Moreover, he might have been defending an Olympic gold medal in London seven years hence had he elected to go on to Beijing 2008 instead of converting his Athens silver into a professional contract.
Amir's highly paid odyssey begins in his home-town Bolton Arena on Saturday, when he makes his pro debut against a London garage mechanic, David Bailey. Amir takes into the ring the good wishes of fight fan Sebastian Coe, who showed he too knows how to deliver the perfect KO. London's success has delighted Amir, even though the nearest he is likely to get to the 2012 Games is perhaps being in the corner of his brother Haroon, 13, who has the potential and present inclination to continue the Khan Olympic dynasty.
By then Amir himself could have succeeded his new stablemate Ricky Hatton as a world light-welterweight champion, a dream he says he hopes to realise by the time he is 25. Which, by coincidence, will be in 2012.
First he must prove himself as a pro and overcome one or two doubters, such as the former three-weights world champion champion Duke McKenzie, who advises we should not got overboard yet. "He is good, but not that good. His achievements have been blown out of all proportion, and I don't think you can look at him yet and say he is another Naseem Hamed."
There will be those who demur, not least the promoter Frank Warren, who has £1 million invested in his prog-ress over the next two years, and on the strength of it has negotiated a deal which sees ITV regularly screening live boxing. Amir's bout will be the first to be be shown under the contract, which covers 20 Sports Network shows a year and should ensure the sport again becomes a mainstream terrestrial TV attractionafter the BBC's ill-starred glove affair with Audley Harrison.
Unlike the former Olympic super-heavyweight champion, Amir will feature only on the undercard during his apprenticeship. The engagement with the 24-year-old Bailey, whose own professional experience has been limited to seven fights, of which he has won three but has never been stopped, is over four rounds. Clearly Warren is not going to get his new protégé "knocked off" at this stage, and who can blame him? But he promises Amir will have a better opposition than Harrison did as his career progresses.
While not top of the bill, because of the novelty value of his debut, Amir's appearance will be the main focus for the television broadcast, even though the main event is the British heavyweight title fight between the defending champion, Matt Skelton, and the former champion Danny Williams.
The outcome is as hard to forecast as was the 2012 Olympic vote in Singapore. Skelton is all heart, hustle and muscle, while Williams has the skill, the punch and the experience to win if he can put it all together on the night.

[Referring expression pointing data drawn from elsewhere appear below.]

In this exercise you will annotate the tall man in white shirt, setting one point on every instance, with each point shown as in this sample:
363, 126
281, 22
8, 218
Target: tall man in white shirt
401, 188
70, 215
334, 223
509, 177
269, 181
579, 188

However, his victory over Mike Tyson was put into perspective when the giant journeyman Kevin McBride then inflicted similar humiliation on the washed-up ex-world champion.
Subsequently Williams was dismantled by the Ukrainian Vitali Klitschko, and so brutal was the beating that you wondered about the wisdom of thelikeable Londoner continuing his career. But the scars have healed and Williams insists he still harbours ambitions to win one of the fistful of world titles, though he does say he will retire if he now loses to an opponent who, for all the breathless assaults of his 16 unbeaten contests, remains a 38-year-old novice.
It is a fight that could be a thriller or a stinker, depending on how effectively Williams counters Skelton's unskilled labours. The Bedford brawler is not someone with whom you stand toe to toe trading punches. Williams has to box clever, be as brave as he was against Tyson and more resilient than he was against Klitschko. That way he can at least regain the title on points over 12 rounds.